Hernias can only be permanently cured by operation, as leaving them may allow them to increase in size or at least remain as troublesome, although there is a small risk of strangulation and continued discomfort. A hernia does not have to be operated on if it is not causing undue symptoms and surgeons can discuss the pros and cons with their patients. To hold a troublesome hernia within the abdomen a truss can be used but it needs to be applied before a person gets up and the abdominal pressure increases on activity. Operation is a superior treatment for a hernia which is giving symptoms and being of advanced age or having medical complications should not prevent repair being performed due to safer general and local anaesthetics.

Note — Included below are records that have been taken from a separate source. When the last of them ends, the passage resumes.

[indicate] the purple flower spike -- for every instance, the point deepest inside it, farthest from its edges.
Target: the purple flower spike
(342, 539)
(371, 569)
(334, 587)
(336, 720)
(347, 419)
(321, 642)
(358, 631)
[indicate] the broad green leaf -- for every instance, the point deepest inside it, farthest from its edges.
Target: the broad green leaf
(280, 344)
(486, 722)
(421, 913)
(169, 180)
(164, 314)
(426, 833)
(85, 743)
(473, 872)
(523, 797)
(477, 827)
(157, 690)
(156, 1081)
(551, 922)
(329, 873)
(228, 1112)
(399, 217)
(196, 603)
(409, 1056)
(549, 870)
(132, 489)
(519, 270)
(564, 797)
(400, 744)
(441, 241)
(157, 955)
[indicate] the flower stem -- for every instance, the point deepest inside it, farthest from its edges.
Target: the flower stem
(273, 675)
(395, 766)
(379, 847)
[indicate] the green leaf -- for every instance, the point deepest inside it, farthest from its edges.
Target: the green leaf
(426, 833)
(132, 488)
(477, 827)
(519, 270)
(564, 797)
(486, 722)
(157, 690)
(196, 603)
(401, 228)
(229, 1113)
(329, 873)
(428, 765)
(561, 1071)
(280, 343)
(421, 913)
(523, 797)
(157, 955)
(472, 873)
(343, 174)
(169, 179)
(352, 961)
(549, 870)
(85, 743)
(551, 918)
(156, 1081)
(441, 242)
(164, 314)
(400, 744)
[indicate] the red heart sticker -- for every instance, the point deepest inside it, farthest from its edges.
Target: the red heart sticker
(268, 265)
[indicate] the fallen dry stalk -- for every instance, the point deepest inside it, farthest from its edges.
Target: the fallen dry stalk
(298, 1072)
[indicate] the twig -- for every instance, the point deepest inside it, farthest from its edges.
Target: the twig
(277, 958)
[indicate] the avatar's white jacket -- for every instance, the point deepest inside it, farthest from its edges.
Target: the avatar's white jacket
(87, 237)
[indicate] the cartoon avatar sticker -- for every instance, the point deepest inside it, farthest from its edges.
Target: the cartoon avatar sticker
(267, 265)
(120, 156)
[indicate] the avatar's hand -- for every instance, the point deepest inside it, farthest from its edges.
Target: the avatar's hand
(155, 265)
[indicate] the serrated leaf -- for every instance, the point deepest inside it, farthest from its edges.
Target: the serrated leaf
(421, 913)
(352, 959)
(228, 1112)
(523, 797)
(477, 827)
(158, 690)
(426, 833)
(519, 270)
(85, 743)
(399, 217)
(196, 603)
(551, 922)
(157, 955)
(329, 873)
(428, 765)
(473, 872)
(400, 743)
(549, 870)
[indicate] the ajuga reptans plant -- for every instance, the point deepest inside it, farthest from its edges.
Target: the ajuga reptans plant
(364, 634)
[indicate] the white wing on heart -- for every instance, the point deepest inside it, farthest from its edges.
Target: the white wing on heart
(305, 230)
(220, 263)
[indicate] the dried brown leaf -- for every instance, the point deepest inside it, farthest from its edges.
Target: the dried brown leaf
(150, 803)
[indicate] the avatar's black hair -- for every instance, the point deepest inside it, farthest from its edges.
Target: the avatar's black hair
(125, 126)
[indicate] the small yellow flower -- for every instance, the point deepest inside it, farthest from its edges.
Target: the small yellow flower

A groin incision about 12 centimetres in length is used for the repair of a hernia, with an opening of a layer of muscle and then the careful separation of the bulging hernia sac from the veins, arteries and tube to the testicle. The protruding fat or bowel from the abdomen is compressed back in and the sac is then stitched back into the abdominal cavity or tied off at its narrow neck area.
A repair is then done to strengthen the weak area and to restore the hole for the arteries and veins of the testicle to its normal small size. The repair is necessary to prevent the hernia from coming back. This is usually done by stitching a plastic mesh over the whole area. Occasionally stitches are used without a mesh, for example in femoral hernias. Both these methods have been shown to give good long term results, and the chance of the hernia coming back is about 2% (1 in 50) for most people.
Some surgeons do the operation laparoscopically, under general anaesthetic. The telescope is inserted just below the tummy button and gas is introduced through the telescope to open up the space between the muscles in the lower part of the abdomen and groin. Two tiny 5mm incisions are made in the lower abdomen for further instruments to be inserted which are used to place a sheet of plastic mesh to repair the hernia.